Как при виде парящего в высоте и повисшего над головой коршуна, грозы пернатого царства, нежный голубь и иные безобидные пташки распространяют кругом смятение и в трепете разлетаются по тайникам, а он гордо, в сознании собственного достоинства, рассекает воздух, обдумывая затеянное злодеяние, – так при вести о приближении миссис Деборы все обитательницы прихода в трепете разбежались по своим домам, и каждая хозяйка молила о том, чтобы грозное посещение ее миновало. Величественным шагом, гордо выступает она по полю битвы, высоко подняв царственную голову, исполненная убеждения в своем превосходстве, обдумывая, как бы половчее произвести желанное открытие.

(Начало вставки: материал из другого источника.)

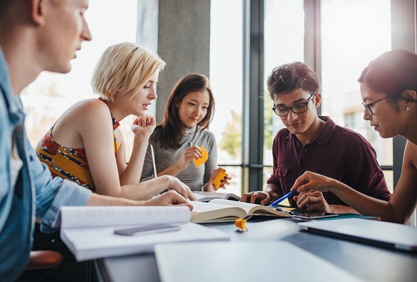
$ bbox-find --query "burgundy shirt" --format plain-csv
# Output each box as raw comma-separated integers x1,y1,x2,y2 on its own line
267,116,391,207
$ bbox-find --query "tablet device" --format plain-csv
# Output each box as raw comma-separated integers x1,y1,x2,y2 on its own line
298,218,417,252
292,212,338,220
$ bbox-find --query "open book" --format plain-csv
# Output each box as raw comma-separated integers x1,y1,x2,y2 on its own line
191,199,291,223
61,206,229,261
194,192,240,202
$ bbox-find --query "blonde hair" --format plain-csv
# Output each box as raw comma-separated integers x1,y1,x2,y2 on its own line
91,42,165,102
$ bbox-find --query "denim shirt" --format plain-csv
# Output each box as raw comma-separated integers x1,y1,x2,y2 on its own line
0,49,91,281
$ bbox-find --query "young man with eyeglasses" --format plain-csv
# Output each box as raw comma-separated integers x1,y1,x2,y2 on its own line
241,62,391,213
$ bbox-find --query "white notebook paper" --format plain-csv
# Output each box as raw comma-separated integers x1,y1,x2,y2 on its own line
155,241,362,282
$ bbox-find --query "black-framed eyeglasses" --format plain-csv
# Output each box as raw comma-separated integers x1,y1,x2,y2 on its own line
362,96,388,116
272,93,316,117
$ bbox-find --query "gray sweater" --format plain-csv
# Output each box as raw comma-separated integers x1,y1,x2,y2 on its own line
141,128,217,191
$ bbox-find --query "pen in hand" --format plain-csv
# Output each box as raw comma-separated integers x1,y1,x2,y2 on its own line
269,190,297,208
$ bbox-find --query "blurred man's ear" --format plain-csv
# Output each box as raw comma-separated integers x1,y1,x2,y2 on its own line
401,90,417,101
29,0,48,25
313,92,321,108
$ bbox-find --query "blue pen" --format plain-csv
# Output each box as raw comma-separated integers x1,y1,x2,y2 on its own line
269,190,297,208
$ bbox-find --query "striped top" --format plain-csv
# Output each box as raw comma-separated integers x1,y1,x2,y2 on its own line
36,99,120,192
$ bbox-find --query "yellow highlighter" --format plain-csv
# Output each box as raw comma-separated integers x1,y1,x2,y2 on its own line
213,171,227,190
193,146,208,167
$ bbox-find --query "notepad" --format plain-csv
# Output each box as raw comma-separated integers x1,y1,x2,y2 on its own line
155,241,361,282
298,218,417,252
61,206,229,261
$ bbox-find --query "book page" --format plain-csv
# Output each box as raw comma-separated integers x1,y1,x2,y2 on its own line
190,200,247,222
194,192,240,202
61,206,191,229
210,199,291,217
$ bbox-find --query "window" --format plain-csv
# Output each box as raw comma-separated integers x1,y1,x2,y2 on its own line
320,0,393,191
210,0,243,195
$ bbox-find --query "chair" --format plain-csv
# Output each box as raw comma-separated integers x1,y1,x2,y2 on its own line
25,250,63,270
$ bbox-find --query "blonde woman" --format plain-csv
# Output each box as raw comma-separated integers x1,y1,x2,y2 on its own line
36,43,194,200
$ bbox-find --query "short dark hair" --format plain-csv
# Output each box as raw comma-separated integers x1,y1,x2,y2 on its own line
358,50,417,100
267,62,320,100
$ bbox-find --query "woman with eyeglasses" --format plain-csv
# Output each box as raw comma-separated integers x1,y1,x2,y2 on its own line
241,62,391,213
291,50,417,223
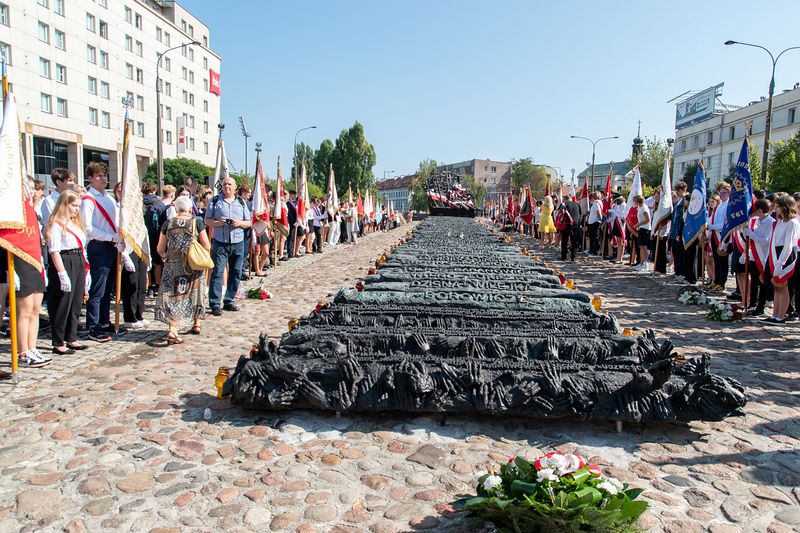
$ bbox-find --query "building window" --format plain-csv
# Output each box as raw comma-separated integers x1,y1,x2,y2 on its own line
39,57,50,80
39,93,53,113
56,63,67,83
56,98,69,118
39,22,50,43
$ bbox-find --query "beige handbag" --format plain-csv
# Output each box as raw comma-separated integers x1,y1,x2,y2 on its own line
183,219,214,271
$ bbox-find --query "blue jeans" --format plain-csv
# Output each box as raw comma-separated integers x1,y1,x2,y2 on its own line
86,241,117,331
208,240,244,309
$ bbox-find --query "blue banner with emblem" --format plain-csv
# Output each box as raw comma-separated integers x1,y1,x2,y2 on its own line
683,163,708,248
722,137,752,241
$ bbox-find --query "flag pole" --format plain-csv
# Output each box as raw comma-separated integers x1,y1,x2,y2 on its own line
0,60,22,385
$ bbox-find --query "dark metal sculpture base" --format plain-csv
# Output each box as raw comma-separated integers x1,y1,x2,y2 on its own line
225,218,746,422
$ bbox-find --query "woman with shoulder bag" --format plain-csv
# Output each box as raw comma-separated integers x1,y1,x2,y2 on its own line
156,193,211,344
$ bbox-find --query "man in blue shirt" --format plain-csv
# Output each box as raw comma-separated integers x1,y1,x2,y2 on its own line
205,178,252,316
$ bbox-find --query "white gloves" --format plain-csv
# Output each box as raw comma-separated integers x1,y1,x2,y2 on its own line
58,270,72,292
122,254,136,272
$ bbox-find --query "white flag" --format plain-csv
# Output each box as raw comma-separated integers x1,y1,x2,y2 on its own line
0,92,26,225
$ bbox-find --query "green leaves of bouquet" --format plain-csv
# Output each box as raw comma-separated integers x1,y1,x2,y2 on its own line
454,452,648,533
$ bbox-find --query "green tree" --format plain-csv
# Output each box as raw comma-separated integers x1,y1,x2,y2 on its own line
143,157,214,187
411,158,439,211
764,132,800,194
331,122,377,194
511,157,556,196
627,137,672,187
309,139,338,191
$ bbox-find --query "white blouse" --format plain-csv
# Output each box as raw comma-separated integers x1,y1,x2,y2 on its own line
47,221,86,252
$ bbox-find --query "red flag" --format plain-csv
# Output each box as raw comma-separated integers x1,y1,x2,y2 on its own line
0,198,42,272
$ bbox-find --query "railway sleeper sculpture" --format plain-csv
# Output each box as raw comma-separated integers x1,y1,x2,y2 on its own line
225,217,746,422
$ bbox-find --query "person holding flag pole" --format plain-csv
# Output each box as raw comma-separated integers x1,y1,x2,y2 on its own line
0,62,50,374
653,148,673,275
682,161,708,285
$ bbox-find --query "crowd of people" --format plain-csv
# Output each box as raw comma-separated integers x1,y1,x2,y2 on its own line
491,181,800,324
0,162,411,372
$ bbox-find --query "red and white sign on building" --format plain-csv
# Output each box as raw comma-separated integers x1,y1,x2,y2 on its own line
208,69,219,96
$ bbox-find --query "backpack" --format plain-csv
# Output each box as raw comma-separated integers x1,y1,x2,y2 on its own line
144,203,163,235
555,208,572,231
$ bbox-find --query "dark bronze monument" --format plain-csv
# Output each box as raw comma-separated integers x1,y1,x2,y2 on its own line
226,217,746,422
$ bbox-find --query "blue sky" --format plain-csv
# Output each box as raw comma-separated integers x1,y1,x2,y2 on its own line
183,0,800,183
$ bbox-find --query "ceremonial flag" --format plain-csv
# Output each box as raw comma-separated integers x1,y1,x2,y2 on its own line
653,150,672,232
327,163,339,216
625,165,642,231
722,137,752,241
519,187,533,224
209,130,228,194
683,162,707,248
0,79,42,270
272,157,289,236
296,163,311,229
603,165,614,215
119,116,150,268
252,154,269,235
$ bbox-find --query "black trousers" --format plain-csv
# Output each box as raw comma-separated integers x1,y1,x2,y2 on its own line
312,226,322,252
561,225,581,261
711,239,730,287
676,240,700,283
122,253,147,323
47,249,86,346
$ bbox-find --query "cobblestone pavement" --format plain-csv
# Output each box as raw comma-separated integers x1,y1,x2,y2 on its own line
0,218,800,533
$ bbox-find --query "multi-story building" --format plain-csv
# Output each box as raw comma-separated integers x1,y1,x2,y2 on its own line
378,174,415,212
0,0,221,185
672,84,800,187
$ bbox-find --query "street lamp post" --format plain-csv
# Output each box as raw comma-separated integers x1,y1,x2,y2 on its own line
570,135,619,192
294,126,317,190
156,41,200,196
725,41,800,183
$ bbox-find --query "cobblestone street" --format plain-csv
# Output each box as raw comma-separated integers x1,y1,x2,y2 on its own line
0,218,800,533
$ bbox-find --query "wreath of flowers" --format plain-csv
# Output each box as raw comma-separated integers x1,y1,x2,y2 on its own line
454,452,648,533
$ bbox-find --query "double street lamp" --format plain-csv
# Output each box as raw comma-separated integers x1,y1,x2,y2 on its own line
725,41,800,183
570,135,619,192
156,41,200,196
294,126,317,190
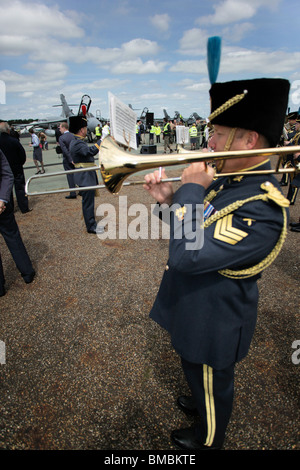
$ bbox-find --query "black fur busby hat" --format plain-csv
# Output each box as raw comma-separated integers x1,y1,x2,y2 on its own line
208,78,290,147
287,111,298,121
69,116,87,134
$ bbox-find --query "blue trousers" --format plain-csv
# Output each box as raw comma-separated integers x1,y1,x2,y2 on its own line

Проницательный читатель не заключит из этого сравнения, что бедные поселяне сколько-нибудь догадывались о намерениях направлявшейся к ним миссис Вилкинс; но так как великолепие нашего сравнения может остаться неоцененным в течение сотни лет, пока это произведение не попадет в руки какого-нибудь будущего комментатора, то я считаю полезным оказать здесь читателю некоторую помощь.
Итак, мое намерение – показать, что, насколько в природе коршуна пожирать мелких пташек, настолько в природе таких особ, как миссис Вилкинс, обижать и тиранить мелкий люд. Этим способом они обыкновенно вознаграждают себя за крайнее раболепство и угодливость по отношению к своим господам; ведь вполне естественно, что рабы и льстецы взимают со стоящих ниже их ту дань, какую сами платят стоящим выше их.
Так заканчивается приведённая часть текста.